午後の仕事を辞して、父親の入院している病院まで市バスで赴きました。
病院前のバス停に降り立つと、目の前のロータリーの向こう側、道路を隔てたところに病院の正面玄関が見えます。父親の収容されている病棟はこの病院の外れにあり、いま見えている正面玄関から入ったのでは実質遠回りになってしまいます、このため、すぐに病院の敷地内に入らず、付属している大学構内を抜けるのがいつものルートでした。
大学の構内に足を踏み入れると何かの催し物があるのか、通路の片側には看板がびっしりと立てかけられています。人通りも多く、学生よりも歳かさの男女や子供連れが目だっていました。

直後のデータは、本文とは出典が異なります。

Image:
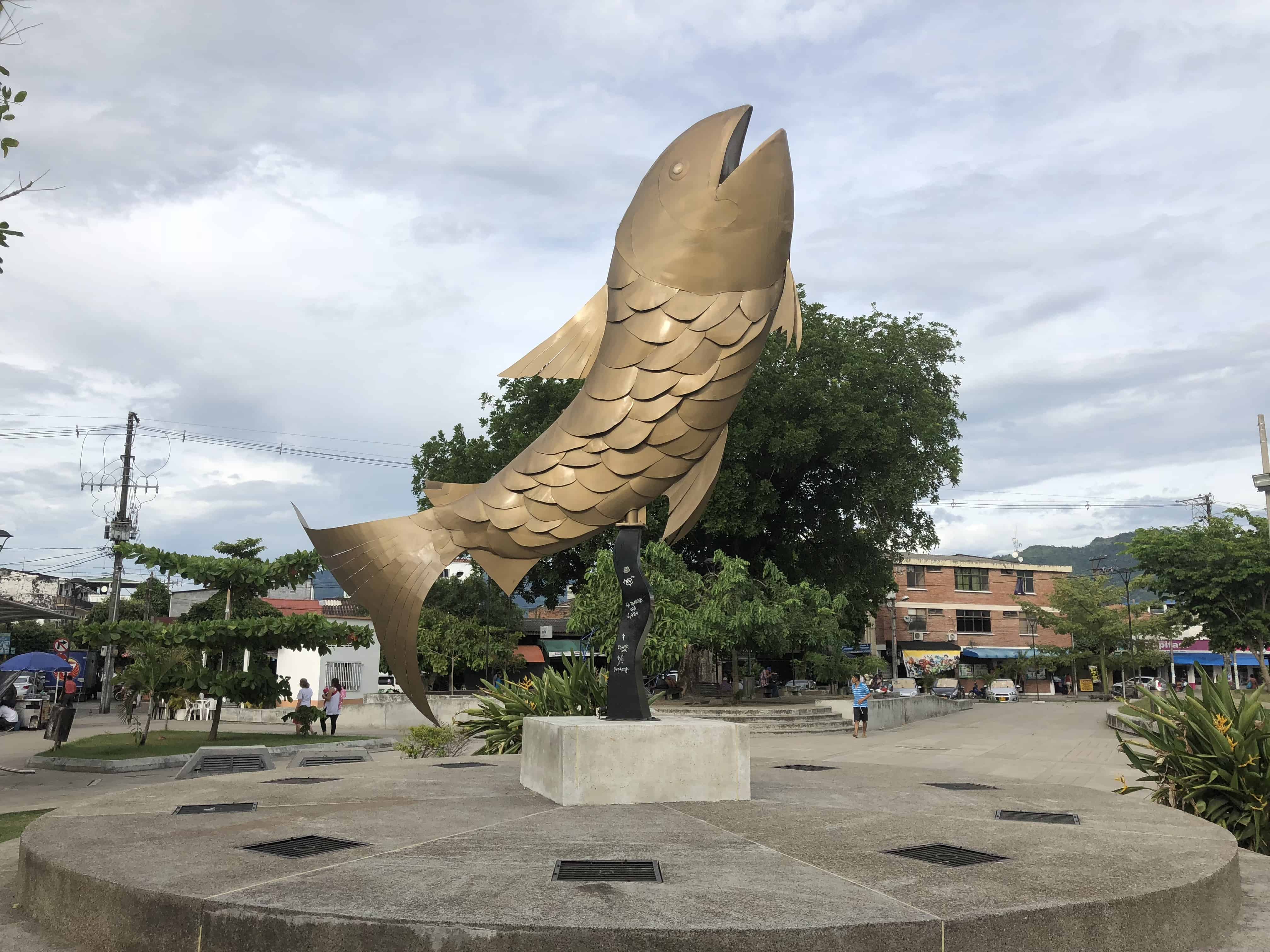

この時期に学園祭があるはずもなく、私は左右に視線を揺らしつつ探るように歩を進めると、ある看板の前で立ち止まっているスーツ姿の男性に目が止まりました。
どこかで見覚えがあると思ったら、ここしばらくは会う機会のなかった学生時代の1年先輩でした。軽く声をかけると、向こうは驚いた様子で振り向きましたが、目が合うとすぐに私だということがわかったようでした。
他の土地から当地を訪れていることもあり、ひょっとしたら私と会うかもしれないぐらいの考えはあったのでしょう。あるいは連絡するつもりだったのかもしれません。
「よう、久しぶり…。」
「お久しぶりです。」
「何年ぶりかなぁ…。」
「うーんと、10年は経っているでしょうかね。お元気でしたか。」
などと、型どおりの挨拶を交わした後、看板の横に開いた校舎への入り口を指差し、一緒に入らないかと誘われました。
学生時代にはこのようにこちらの事情も聞かない唐突な誘い方などしない人でしたが、これから見舞う父親の容態は安定しており、懐かしさも手伝って、私も少しぐらいならと承諾しました。訊けば、彼には複数の同行者がおり、先に入った彼らを追っていたところだったそうです。
私はこれまで何回もこの校舎の前を通っていましたが、中に足を踏み入れるのはこれが初めてでした。そのせいでやや気後れしている隙にズンズン入っていく先輩に置いていかれる格好になりました。入ってすぐ左手にある教室に入る姿だけはかろうじて確認できたのであわててそれに続きました。